Cette seconde partie, consacrée au processus de construction du Centre Civique, est l’occasion de mettre en scène un premier groupe de protagonistes. Le versant de la construction concerne, d’une part, les initiateurs du projet et, d’autre part, les concepteurs de celui-ci. Ils en sont la cheville ouvrière (de la construction), les principaux initiateurs du projet étant le couple Ceausescu.

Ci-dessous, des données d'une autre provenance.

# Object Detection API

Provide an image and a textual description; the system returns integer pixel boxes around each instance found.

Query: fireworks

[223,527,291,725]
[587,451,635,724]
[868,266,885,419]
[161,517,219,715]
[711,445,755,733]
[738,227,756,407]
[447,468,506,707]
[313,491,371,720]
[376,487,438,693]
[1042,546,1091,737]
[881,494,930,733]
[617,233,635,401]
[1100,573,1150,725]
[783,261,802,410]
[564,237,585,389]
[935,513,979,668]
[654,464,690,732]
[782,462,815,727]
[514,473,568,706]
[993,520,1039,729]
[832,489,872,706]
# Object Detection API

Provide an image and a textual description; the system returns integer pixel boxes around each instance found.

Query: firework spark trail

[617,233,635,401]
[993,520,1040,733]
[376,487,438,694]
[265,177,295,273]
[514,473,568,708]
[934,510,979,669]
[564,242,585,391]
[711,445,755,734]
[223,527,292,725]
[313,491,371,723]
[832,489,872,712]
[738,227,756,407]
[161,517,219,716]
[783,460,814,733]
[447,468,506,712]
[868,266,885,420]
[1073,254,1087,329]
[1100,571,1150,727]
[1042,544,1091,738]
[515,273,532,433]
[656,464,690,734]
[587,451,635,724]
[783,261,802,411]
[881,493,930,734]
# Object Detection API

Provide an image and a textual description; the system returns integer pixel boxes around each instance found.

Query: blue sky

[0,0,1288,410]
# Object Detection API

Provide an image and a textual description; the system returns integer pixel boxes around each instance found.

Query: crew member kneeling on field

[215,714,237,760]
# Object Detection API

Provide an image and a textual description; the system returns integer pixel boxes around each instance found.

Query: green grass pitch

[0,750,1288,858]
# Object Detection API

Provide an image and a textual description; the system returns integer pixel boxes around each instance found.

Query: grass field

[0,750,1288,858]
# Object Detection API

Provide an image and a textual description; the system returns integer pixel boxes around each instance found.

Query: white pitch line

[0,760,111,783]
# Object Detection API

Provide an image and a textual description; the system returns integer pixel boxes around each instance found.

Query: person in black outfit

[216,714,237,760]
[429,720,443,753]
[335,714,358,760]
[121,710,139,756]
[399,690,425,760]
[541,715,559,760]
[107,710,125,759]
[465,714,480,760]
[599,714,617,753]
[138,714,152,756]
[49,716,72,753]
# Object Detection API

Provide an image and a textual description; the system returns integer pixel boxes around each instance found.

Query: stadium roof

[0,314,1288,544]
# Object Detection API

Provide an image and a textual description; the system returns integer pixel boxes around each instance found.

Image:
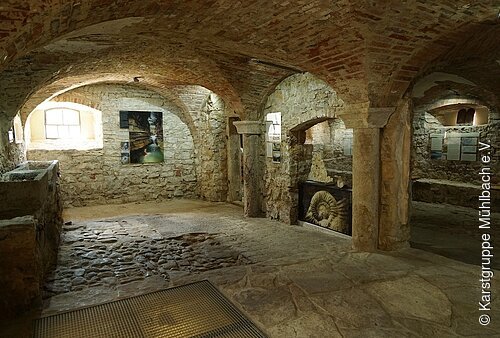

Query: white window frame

[44,107,81,140]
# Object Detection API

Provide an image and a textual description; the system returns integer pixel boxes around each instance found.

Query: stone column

[352,128,380,251]
[340,105,394,251]
[227,117,241,202]
[234,121,264,217]
[378,98,412,250]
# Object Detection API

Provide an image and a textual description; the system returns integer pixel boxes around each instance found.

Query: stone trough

[0,161,62,316]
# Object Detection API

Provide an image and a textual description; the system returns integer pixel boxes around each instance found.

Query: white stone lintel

[233,121,264,135]
[337,107,396,129]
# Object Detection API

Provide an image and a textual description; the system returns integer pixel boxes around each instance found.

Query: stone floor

[411,202,500,269]
[0,200,500,338]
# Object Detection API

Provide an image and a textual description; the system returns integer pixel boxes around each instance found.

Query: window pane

[45,109,62,124]
[64,109,80,125]
[45,126,59,138]
[57,126,69,138]
[68,126,80,138]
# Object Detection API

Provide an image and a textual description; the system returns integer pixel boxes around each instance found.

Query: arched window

[25,101,103,150]
[45,108,80,139]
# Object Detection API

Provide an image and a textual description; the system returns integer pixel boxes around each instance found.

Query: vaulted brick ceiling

[0,0,500,120]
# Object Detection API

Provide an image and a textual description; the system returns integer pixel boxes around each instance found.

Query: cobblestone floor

[43,219,248,299]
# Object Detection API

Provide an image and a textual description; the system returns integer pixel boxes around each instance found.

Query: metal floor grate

[33,281,266,338]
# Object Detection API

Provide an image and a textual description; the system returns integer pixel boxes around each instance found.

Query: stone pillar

[227,117,241,202]
[378,99,412,250]
[340,104,394,251]
[234,121,264,217]
[352,128,380,251]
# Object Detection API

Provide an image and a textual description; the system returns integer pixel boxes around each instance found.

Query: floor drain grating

[33,281,266,338]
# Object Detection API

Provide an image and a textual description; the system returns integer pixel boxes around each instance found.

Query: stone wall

[28,85,205,206]
[263,73,351,224]
[195,93,228,201]
[412,111,500,184]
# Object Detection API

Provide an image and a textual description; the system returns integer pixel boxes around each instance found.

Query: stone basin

[0,161,59,219]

L’intérêt que j’allais décider de porter à cet objet est né d’une question, qui ? comme toute question de départ était très naïve. En tant qu’Européenne de l’ouest, le rideau de fer a accompagné une grande partie de ma vie. Une matérialité de fer et de béton qu’il m’était difficile de comprendre, tant d’un point de vue purement prosaïque, « comment avait-on pu construire cela, pour scinder un espace en deux ? », que du point de vue symbolique, « quelle vie pouvait avoir lieu derrière ce fameux rideau de fer ? ». Le travail sur le Centre Civique pouvait me donner enfin l’occasion de comprendre de l’intérieur ce qu’avait pu être la vie dans l’autre versant de l’Europe. Cette interrogation initiale constitue la base de l’approche méthodologique du Centre Civique. Quelques années de cette vie étaient présentes de manière concentrée dans la construction. Le couple Ceausescu était mort, en revanche un grand nombre de personnes qui avaient participé au chantier devait être encore en vie. Je voulais les rencontrer pour comprendre pourquoi et comment en 1984, période relativement récente, une telle construction avait pu avoir lieu, alors que justement, cette date correspondait à un début d’ouverture de certains des pays satellites de l’ex-Union Soviétique.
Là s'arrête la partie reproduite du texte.